Vinovalie Jazz Festival, 2e chronique

Maurane © Jean-Ffrançois Picaut

L’âme du swing chantait dans tous les verres

Par Jean-François Picaut
Les Trois Coups

Chaque fois dans une nouvelle cave, Vinovalie pratique l’alliance du vin, du bien-manger et du jazz. Un programme alléchant où la convivialité et l’esprit festif sont des maîtres mots.

Jeudi 25 juillet 2013

Rabastens : les Jazzpilleurs et un nouveau lieu de réception

Connaissez-vous « loin-de-l’œil », « fer servadou » dit aussi « braucol », « mauzac » ou « malbec » ? Non, malgré leurs noms évocateurs, ce ne sont pas des noms de voyous au grand cœur ou de chefs indiens. Pas plus que « la négrette » ne désigne une gourgandine ! Celle-ci, que l’on dit de caractère difficile, est tout simplement l’un des cépages du rosé qui fait l’orgueil de Fronton, Inès. Ce vin a été couronné au Mondial du rosé à Cannes en 2008 et plusieurs fois vice-roi depuis lors. Les trois premiers sont des cépages typiques du territoire de Gaillac. Mauzac et loin-de-l’œil sont deux des cépages du fameux blanc perlé tandis que fer servadou est le cépage unique du comté Tolosan « So chic » rouge. Malbec, lui, typique de Cahors, donne le Démon noir rouge ou rosé. Voilà, entre autres, ce qu’apprennent (et pas de façon théorique !) les festivaliers de Vinovalie Jazz que la chaleur quasi caniculaire n’a pas empêchés de se retrouver à Rabastens pour la deuxième soirée de fête.

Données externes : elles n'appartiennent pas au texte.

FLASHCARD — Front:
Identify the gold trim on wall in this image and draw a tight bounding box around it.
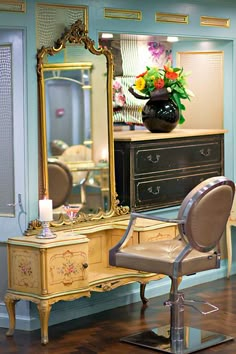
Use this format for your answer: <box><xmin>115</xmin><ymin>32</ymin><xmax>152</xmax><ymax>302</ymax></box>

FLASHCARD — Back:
<box><xmin>155</xmin><ymin>12</ymin><xmax>189</xmax><ymax>24</ymax></box>
<box><xmin>104</xmin><ymin>8</ymin><xmax>142</xmax><ymax>21</ymax></box>
<box><xmin>0</xmin><ymin>0</ymin><xmax>26</xmax><ymax>12</ymax></box>
<box><xmin>200</xmin><ymin>16</ymin><xmax>230</xmax><ymax>28</ymax></box>
<box><xmin>36</xmin><ymin>3</ymin><xmax>88</xmax><ymax>49</ymax></box>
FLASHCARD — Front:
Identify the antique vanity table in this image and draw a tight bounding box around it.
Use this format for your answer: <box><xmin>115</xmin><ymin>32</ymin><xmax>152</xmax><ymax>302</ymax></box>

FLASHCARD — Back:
<box><xmin>5</xmin><ymin>220</ymin><xmax>176</xmax><ymax>344</ymax></box>
<box><xmin>5</xmin><ymin>20</ymin><xmax>176</xmax><ymax>344</ymax></box>
<box><xmin>5</xmin><ymin>20</ymin><xmax>227</xmax><ymax>344</ymax></box>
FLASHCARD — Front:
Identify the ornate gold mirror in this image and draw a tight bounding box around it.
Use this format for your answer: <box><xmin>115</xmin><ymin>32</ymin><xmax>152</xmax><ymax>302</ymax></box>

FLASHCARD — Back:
<box><xmin>28</xmin><ymin>20</ymin><xmax>127</xmax><ymax>231</ymax></box>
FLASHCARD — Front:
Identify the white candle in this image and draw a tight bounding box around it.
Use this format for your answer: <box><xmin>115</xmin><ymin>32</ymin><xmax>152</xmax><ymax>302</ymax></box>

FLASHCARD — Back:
<box><xmin>39</xmin><ymin>199</ymin><xmax>53</xmax><ymax>221</ymax></box>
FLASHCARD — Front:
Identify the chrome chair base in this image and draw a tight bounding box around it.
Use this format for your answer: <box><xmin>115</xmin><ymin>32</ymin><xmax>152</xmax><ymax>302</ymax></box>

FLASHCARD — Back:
<box><xmin>120</xmin><ymin>325</ymin><xmax>233</xmax><ymax>354</ymax></box>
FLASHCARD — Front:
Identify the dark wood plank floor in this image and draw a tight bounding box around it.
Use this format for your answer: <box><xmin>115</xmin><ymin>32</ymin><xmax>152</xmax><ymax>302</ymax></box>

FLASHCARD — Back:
<box><xmin>0</xmin><ymin>276</ymin><xmax>236</xmax><ymax>354</ymax></box>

L’apéritif, qui dure quelques heures ici, était animé par les Jazpilleurs, un sextette régional plutôt axé sur le swing et le style New Orleans (en gros de 1910 à 1950). Sous la houlette de leur leader Tim Saour (saxophone ténor et chanteur), ils ont assuré trois sets de bonne venue et fort sympathiques.

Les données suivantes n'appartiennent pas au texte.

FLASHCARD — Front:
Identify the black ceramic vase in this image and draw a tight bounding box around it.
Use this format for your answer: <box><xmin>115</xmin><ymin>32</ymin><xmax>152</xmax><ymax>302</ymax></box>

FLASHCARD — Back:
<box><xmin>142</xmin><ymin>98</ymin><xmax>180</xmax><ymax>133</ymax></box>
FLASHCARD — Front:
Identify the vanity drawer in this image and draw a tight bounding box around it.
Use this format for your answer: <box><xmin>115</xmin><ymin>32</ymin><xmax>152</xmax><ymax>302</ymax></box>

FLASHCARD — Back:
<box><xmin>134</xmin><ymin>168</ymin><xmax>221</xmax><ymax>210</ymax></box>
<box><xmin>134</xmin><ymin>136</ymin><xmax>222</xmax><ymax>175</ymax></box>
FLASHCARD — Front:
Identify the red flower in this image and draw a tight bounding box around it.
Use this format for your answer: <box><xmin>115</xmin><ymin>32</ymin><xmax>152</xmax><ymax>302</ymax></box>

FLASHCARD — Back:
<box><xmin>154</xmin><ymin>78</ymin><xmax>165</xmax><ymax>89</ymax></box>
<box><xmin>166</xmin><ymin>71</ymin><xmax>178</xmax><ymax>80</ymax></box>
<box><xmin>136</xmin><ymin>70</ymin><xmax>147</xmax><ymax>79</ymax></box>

C’était aussi l’occasion d’inaugurer le nouveau lieu de réception de la cave de Rabastens, magnifique, il faut le dire. Cette belle rénovation est due à deux jeunes femmes : Mmes Dominique Metarsi (architecte) et Séverine Vedy (économiste). Leur travail a été unanimement loué par les personnalités présentes : MM. Francis Terral (président de Vinovalie), Marc Bretou (président de la cave des vignerons de Rabastens), Christian Malet (président de la cave de Técou), Jean‑Michel Rigal (président de la cave de Fronton), David Girard (président de Côtes-d’Olt), Jacques Tranier (directeur général de Vinovalie), Jacques Valax (député du Tarn-Nord), sans oublier Mme la préfète du Tarn.

Vendredi 26 juillet

Fais-moi un swing par Maurane : le concert d’une grande chanteuse

Maurane a toujours eu une belle voix, mais elle s’est encore bonifiée avec le temps. Sa puissance est aujourd’hui enviable. Elle possède une ample tessiture et elle en joue en artiste consommée, dans tous les registres, léger, humoristique, dramatique, voire pathétique. Le public ne s’y est pas trompé : il est venu en nombre et lui a fait un triomphe. Et il a eu d’autant plus raison que pour ce Fais-moi un swing, dont c’est la deuxième tournée d’été, Maurane a confié la direction musicale au grand guitariste de jazz qu’est Louis Winsberg. Je trouve d’ailleurs que ses qualités de soliste n’ont pas été suffisamment exploitées dans ce concert. Le musicien marseillais s’est entouré de Stéphane Huchard (batterie et boîte à rythmes) et de Jean‑Christophe Maillard (saz et voix).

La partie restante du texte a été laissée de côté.